Şaka maka askerlik bitmek üzere. Son zamanlarda eve gittiğimde neler hissedeceğimi tahmin etmeye çalışıyorum. Ayaklarımı uzatıp geniş ekran televizyonda film izlemeyi, tv karşısında uyuya kalmayı istiyorum. Sabah kahvaltısına geç kalmayı, kahvaltıda süt, kızarmış ekmek gibi askeride bulunmayan şeylerden yemek istiyorum.
Harbiden, askerlik geldi de geçiyor. Hiç bu kadar kolay olacağını düşünmüyordum. İlk zamanlar çok zordu, epey bir sıkıntı çektik, doğru, ama onu da atlattık üstesinden geldik. Şuan tam tamına kırk gün sayıyorum. Allah izin verirse kırk gün sonra evde olacağım.
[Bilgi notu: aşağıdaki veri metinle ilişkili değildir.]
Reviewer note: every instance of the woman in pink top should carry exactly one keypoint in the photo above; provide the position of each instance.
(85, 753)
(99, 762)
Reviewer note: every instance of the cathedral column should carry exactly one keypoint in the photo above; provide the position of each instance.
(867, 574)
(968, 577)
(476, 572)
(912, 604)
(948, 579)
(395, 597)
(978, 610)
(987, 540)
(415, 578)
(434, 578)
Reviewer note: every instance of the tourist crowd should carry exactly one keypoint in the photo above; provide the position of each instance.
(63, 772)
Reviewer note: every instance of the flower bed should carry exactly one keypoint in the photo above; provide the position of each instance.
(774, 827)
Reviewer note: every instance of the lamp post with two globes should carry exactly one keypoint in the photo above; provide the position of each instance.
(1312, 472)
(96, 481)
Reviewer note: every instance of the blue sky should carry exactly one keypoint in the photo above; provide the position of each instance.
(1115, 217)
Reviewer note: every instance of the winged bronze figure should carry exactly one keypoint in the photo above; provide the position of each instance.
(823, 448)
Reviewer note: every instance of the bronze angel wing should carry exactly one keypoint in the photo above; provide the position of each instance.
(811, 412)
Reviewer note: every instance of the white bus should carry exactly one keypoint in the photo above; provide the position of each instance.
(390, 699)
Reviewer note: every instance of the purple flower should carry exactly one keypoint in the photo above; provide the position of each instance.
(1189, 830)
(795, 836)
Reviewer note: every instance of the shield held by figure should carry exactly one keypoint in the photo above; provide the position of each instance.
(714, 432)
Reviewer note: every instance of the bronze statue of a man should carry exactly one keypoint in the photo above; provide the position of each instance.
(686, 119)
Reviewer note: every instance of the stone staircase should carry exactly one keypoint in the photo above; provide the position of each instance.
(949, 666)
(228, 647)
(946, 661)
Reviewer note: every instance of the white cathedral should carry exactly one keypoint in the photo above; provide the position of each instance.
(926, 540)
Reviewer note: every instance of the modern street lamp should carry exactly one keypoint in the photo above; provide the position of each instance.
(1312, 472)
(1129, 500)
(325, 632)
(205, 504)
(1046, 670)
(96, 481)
Bu yazısı yazarken birden içtima sesi geldi. “Bu saatte içtima mı alınırmış?” dedik. Birinin firar etmiş olması aklımızın ucundan bile geçmedi. Tabi bizim bölükten biri firar etmemiş. Kurallar gereği bütün bölüklerin içtima alması gerekiyor firar durumlarında. Acemiyken de böyle bir olay başımıza gelmişti. Gece saat on ikide içtima almışlardı. Çok iyi hatırlıyorum, o gece Levent, Çetin ve Ziya ile oturup birbirimize bildiğimiz, duyduğumuz korku hikayelerini anlatıyorduk. Biraz tırsmıştık anlaşılan, Ziya ile yan yana olan yataklarda yattık. Tam uyuyorduk ki kapı açıldı ve herkesi uyandırdılar.
Son iki gündür yanında çalıştığım yarbaya yardım ediyorum. Kendi uzun bir süredir başka bir yerde, tugayın merkezindeki bir şubede görev yapıyor. Bütün üst rütbeler bu binada bulunuyor. Yaptığım işlerden bir tanesi önemli belgeleri tabur tabur dolaşarak tabur komutanlarına iletmek. Bunun için güneşin altında epey bir yürüyorum ama bu durumdan şikayetçi değilim. Çünkü yardımı gerçekten hakeden bir yarbayın yanında çalışıyorum. Bugün geç saatlere kadar, altı buçuğa kadar, çalıştık. Yemeğe de yetişemedim ama olsun. Yarbayım yardımı hak ediyor.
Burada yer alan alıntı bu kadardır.